Comprehensive overview of the multifaceted roles of non-structural proteins of Orthoflavivirus in replication and immunopathology
摘要
The genus Orthoflavivirus, encompassing formidable global pathogens such as Dengue (DENV), Zika (ZIKV), and West Nile (WNV) viruses, utilizes a compact positive-sense RNA genome to encode a sophisticated arsenal of seven non-structural (NS) proteins that dictate the outcome of the host–pathogen standoff. These proteins—NS1, NS2A, NS2B, NS3, NS4A, NS4B, and NS5—function as a multifunctional molecular consortium, where the enzymatic dominance of the NS3 protease/helicase and NS5 polymerase/methyltransferase drives viral proteolysis and genomic synthesis.
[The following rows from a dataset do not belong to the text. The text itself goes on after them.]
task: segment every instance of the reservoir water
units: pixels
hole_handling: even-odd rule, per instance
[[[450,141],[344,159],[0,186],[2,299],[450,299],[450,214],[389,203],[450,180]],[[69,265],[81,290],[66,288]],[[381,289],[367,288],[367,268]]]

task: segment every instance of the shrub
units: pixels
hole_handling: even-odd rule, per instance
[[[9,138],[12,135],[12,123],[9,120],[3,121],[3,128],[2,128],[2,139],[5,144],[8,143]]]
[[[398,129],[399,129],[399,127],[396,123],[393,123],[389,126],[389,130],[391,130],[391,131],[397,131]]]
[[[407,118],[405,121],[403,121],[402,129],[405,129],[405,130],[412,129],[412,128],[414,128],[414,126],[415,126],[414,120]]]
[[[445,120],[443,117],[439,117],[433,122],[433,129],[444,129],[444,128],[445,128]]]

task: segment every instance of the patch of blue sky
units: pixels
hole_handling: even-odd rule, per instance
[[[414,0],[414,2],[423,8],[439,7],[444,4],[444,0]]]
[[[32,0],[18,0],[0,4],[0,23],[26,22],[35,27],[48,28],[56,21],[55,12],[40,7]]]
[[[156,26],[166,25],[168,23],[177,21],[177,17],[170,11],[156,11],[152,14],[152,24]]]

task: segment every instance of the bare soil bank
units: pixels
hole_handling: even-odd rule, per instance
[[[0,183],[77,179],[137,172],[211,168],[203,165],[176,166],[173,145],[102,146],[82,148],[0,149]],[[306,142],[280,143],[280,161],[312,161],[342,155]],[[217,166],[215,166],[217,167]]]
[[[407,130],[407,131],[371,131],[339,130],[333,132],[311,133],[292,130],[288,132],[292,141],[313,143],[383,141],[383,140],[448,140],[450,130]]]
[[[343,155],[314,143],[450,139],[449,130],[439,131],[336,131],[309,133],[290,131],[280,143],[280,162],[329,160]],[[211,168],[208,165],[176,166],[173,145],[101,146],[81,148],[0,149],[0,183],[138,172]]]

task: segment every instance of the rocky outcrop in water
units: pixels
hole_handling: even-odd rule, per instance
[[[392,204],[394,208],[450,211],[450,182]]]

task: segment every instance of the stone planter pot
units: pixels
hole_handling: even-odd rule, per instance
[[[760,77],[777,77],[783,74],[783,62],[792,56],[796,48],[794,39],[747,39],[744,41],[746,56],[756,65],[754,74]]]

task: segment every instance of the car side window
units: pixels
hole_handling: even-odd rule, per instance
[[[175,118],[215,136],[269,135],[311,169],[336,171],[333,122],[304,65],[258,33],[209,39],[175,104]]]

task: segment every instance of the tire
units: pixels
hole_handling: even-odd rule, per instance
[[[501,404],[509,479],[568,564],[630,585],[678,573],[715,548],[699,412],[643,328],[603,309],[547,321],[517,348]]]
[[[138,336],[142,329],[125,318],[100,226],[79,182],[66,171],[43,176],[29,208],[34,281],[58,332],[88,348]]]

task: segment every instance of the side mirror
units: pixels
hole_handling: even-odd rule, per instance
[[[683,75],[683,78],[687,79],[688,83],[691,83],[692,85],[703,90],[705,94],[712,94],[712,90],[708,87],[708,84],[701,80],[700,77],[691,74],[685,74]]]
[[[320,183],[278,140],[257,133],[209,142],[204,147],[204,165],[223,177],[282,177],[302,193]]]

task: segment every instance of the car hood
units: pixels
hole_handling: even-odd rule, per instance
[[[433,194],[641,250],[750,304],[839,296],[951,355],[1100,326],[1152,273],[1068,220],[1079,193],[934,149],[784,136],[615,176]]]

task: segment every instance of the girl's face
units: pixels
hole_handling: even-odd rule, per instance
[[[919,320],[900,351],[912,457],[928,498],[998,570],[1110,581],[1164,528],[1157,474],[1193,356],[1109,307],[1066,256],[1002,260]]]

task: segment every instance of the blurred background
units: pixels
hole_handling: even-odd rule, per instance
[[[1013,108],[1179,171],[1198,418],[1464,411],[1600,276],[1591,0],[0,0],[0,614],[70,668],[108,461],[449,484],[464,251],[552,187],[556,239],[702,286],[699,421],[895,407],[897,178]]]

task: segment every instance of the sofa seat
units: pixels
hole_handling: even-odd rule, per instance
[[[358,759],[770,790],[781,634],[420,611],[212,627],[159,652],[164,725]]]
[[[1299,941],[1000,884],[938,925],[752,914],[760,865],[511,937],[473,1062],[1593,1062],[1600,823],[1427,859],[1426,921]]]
Simultaneously, the hydrophobic scaffolds of NS2A, NS4A, and NS4B orchestrate the biogenesis of endoplasmic reticulum-derived replication organelles, providing a privileged microenvironment that shields viral RNA from cellular sensors. Beyond replication, these proteins serve as the frontline of immune evasion; the secreted lipoprotein NS1 acts as a potent virulence factor by triggering "cytokine storms" and vascular permeability, while NS5 and the NS4 complex potently suppress Type I Interferon (IFN) signalling by intercepting the RIG-I/MDA5-MAVS axis and inducing the degradation of STAT transducers. Given the rapid expansion of mosquito vectors and the persistent absence of broad-spectrum antivirals, reviewing the structural biology and interactomes of these NS proteins is a critical priority for global biosecurity. By synthesising the current understanding of these "molecular architects," this review highlights how targeting the conserved interfaces of the replication complex can bridge the "therapeutic gap," offering a pathway toward universal countermeasures against current and emerging threats.